Use the freedoms that liberal democracy and capitalism give us to fight them back. Expose their corruption, counter-lobby our representatives, use the courts where laws are broken, vote. There is no magic bullet, corruption will always have to be fought. The question is which system gives us the best framework to fight it in. I say a system that respects individual freedoms.
I don't at all want to give the impression that I'm against liberal democracy or individual freedoms. I'm with you there. I'm just not convinced that they're as compatible with absolute private ownership of capital as they are billed to be. And I don't by any means think nationalization is some silver bullet or even the ideal strategy - just trying to think it through.

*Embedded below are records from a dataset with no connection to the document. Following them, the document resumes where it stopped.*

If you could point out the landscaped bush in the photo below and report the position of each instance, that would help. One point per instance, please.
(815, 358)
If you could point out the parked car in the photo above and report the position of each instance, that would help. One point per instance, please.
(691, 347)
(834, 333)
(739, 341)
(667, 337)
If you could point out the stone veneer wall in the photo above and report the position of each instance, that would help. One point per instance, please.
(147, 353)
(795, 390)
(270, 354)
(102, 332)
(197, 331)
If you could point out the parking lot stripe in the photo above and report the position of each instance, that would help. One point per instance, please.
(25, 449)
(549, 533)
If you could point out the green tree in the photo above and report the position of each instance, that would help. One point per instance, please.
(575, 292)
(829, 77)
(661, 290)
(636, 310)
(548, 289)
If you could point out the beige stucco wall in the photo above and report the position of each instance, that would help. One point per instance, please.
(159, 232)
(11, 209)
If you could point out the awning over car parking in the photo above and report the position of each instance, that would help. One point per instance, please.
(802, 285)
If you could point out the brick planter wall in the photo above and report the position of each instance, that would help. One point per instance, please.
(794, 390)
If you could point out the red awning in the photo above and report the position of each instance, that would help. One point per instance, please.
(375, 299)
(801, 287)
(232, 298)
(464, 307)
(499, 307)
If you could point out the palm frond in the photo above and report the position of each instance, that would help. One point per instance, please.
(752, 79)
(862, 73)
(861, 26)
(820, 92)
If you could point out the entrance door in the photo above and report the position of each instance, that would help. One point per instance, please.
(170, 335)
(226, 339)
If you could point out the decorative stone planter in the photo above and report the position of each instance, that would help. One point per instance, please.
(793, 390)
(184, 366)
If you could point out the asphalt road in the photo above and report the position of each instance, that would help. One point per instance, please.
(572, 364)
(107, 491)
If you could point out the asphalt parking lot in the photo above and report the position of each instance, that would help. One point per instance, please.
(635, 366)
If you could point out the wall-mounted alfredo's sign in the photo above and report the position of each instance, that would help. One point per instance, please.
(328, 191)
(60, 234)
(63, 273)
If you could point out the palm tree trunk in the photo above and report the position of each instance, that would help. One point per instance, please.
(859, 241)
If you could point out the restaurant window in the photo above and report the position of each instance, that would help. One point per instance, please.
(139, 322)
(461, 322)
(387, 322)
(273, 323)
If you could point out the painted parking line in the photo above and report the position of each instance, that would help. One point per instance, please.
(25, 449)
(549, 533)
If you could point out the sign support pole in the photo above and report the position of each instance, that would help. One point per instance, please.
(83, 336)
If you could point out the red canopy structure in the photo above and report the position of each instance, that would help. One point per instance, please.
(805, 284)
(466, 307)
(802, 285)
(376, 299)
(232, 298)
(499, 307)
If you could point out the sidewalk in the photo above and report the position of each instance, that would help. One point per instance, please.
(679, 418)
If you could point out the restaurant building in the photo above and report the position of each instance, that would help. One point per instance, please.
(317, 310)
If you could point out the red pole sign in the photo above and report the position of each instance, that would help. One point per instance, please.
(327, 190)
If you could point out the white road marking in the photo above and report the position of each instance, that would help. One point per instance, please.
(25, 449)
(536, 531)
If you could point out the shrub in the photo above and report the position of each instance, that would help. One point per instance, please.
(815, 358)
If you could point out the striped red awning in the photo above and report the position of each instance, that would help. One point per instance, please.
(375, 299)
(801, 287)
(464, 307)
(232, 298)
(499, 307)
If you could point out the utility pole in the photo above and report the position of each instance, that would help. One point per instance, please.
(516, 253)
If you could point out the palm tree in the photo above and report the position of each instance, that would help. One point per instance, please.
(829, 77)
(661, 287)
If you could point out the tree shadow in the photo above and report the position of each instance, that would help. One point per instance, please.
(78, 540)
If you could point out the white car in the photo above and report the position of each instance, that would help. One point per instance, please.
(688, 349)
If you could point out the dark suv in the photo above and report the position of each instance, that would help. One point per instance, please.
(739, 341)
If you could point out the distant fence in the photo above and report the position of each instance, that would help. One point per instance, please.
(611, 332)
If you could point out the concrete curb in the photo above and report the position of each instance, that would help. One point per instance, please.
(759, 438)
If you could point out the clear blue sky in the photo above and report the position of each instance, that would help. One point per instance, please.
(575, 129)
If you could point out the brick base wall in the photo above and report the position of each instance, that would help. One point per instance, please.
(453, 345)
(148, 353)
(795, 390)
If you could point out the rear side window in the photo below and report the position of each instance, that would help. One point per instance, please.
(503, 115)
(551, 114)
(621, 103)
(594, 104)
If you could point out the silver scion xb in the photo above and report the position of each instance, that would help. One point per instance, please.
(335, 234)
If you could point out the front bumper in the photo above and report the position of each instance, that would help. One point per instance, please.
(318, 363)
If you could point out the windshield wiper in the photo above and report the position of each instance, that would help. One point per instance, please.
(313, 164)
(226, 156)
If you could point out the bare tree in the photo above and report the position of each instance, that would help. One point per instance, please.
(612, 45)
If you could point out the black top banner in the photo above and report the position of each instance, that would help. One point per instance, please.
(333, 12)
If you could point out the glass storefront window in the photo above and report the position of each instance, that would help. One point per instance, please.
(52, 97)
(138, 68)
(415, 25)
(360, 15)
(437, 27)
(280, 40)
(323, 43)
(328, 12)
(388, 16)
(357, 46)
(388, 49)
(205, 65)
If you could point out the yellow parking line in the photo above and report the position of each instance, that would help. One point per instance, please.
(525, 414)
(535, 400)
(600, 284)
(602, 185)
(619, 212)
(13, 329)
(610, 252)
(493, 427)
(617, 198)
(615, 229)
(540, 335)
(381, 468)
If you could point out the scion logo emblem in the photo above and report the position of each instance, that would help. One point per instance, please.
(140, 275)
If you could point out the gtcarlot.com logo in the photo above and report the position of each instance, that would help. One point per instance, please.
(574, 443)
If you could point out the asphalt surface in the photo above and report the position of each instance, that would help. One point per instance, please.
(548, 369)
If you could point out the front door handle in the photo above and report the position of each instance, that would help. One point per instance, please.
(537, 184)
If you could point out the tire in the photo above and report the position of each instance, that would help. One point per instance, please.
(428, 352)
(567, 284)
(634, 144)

But setting that aside for the moment, it does seem that up to now, exposing corruption, counter-lobbying, and courts have been our primary tools for fighting back against the likes of Exxon. How is it going so far? It does not appear to have worked in time to avoid major catastrophe. Is there a limit to their effect? And when we talk about counter-lobbying and using courts, what outcome do we hope to achieve with a company like Exxon? Do we want them to pay for the externalities of climate change?
The reason we haven't solved climate change is just because it's an incredibly hard problem, and we just flat out don't have a political consensus and clear mandate from the people to take the sort of drastic and incredibly costly steps it would take. Changing direction like that is a political problem first and an economic problem second.

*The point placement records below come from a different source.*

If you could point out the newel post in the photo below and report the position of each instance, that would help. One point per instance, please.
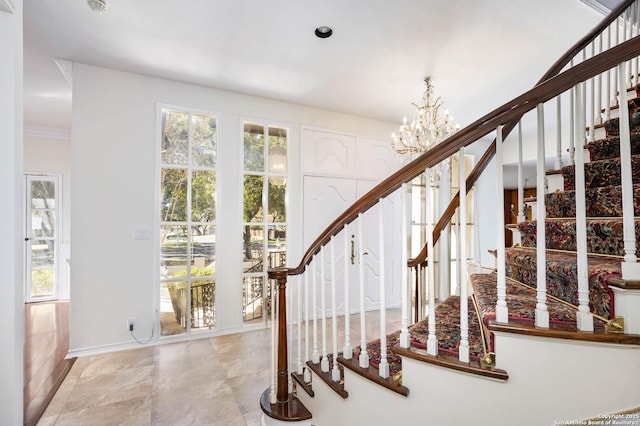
(280, 275)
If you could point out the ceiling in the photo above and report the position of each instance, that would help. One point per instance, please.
(479, 53)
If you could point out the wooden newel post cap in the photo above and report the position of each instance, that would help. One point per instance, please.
(278, 273)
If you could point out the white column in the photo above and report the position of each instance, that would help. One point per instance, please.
(404, 270)
(363, 359)
(462, 254)
(299, 368)
(637, 60)
(432, 341)
(584, 319)
(592, 106)
(335, 371)
(324, 363)
(630, 266)
(599, 98)
(443, 246)
(502, 311)
(558, 164)
(572, 126)
(607, 104)
(383, 369)
(542, 314)
(347, 352)
(274, 344)
(315, 355)
(307, 373)
(521, 206)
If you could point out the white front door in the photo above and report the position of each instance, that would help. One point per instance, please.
(41, 237)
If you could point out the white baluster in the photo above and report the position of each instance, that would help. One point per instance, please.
(463, 352)
(347, 352)
(633, 22)
(459, 262)
(630, 266)
(315, 355)
(521, 206)
(274, 345)
(584, 319)
(307, 372)
(637, 60)
(363, 359)
(542, 314)
(572, 120)
(599, 84)
(609, 101)
(615, 74)
(299, 315)
(324, 363)
(383, 368)
(558, 164)
(627, 17)
(335, 371)
(404, 271)
(432, 341)
(502, 311)
(592, 106)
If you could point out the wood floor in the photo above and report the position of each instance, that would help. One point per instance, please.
(46, 344)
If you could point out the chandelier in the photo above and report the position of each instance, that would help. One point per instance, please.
(427, 128)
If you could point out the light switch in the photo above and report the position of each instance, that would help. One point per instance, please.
(142, 234)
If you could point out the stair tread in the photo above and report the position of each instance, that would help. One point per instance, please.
(562, 276)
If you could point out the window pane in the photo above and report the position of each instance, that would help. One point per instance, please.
(253, 187)
(253, 249)
(43, 271)
(203, 302)
(203, 250)
(203, 196)
(252, 298)
(277, 246)
(173, 251)
(175, 138)
(204, 141)
(173, 308)
(43, 223)
(173, 185)
(43, 194)
(277, 150)
(253, 147)
(276, 202)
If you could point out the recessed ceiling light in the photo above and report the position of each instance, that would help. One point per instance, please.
(324, 32)
(98, 6)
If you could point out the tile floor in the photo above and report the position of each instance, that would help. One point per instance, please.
(211, 381)
(200, 382)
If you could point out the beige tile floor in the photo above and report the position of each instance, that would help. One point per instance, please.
(211, 381)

As for Exxon, they may be scumbags and need reigning in, but basically they are just a business providing a service. We all consume fossil fuels all the time, and we need someone to buy them from. The way to reduce fossil fuel dependency isn't to just kill the oil companies, we'd kill our economies with them. We need to wean ourselves off the poison. We need to stop being their customer, not blame the shop for selling us the goods we went to the shop to buy.

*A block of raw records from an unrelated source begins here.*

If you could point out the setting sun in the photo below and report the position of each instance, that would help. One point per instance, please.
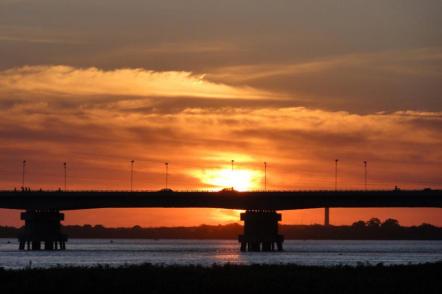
(240, 180)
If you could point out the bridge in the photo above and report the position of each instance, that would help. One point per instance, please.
(43, 218)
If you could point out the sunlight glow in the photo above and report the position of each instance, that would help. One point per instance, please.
(240, 179)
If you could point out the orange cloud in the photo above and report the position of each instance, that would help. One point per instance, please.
(137, 82)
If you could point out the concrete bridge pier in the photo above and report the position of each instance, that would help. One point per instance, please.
(261, 231)
(42, 227)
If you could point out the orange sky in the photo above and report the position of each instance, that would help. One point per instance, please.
(296, 84)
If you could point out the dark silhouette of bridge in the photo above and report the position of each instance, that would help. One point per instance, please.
(42, 217)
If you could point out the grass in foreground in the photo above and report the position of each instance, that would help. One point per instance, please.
(425, 278)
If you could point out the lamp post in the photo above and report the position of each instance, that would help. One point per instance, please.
(131, 174)
(23, 174)
(336, 174)
(167, 173)
(265, 176)
(365, 175)
(65, 175)
(232, 174)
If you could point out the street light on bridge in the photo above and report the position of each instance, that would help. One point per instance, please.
(131, 174)
(265, 176)
(23, 174)
(167, 173)
(336, 174)
(232, 178)
(65, 175)
(365, 175)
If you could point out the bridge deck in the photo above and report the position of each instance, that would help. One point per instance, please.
(270, 200)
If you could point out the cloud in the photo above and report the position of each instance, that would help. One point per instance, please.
(66, 80)
(300, 143)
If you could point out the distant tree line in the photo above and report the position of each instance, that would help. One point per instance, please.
(372, 229)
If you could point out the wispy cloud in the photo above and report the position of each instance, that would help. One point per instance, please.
(137, 82)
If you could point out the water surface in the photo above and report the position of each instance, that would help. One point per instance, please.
(88, 252)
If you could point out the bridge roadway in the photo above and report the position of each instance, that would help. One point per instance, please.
(43, 218)
(270, 200)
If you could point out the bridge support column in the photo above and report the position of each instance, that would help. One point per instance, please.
(42, 227)
(261, 231)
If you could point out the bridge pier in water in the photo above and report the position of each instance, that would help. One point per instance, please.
(42, 227)
(261, 231)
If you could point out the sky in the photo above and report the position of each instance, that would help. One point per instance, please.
(295, 84)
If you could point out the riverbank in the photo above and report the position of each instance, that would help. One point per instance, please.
(424, 278)
(372, 229)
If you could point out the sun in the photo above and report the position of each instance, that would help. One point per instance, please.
(239, 180)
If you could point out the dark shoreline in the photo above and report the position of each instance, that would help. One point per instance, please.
(373, 229)
(422, 278)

I'm not sure what you mean by absolute private ownership of capital. We don't have that in an absolute sense at all. We confiscate capital through taxation (which I'm fine with by the way), we regulate markets (which is a necessary function of government), the government controls the money supply and directly manipulates financial markets all the time as is needed. The government is a massive employer and huge spender in the economy. I'm a Brit actually, but all of that is true of every liberal democracy. Heck, I even support the NHS, I think it's far better than the US model. However capitalism is fundamentally about individual rights and freedoms, not absolute ones, but valuable ones. I'm a wishy-washy centrist, and proud of it.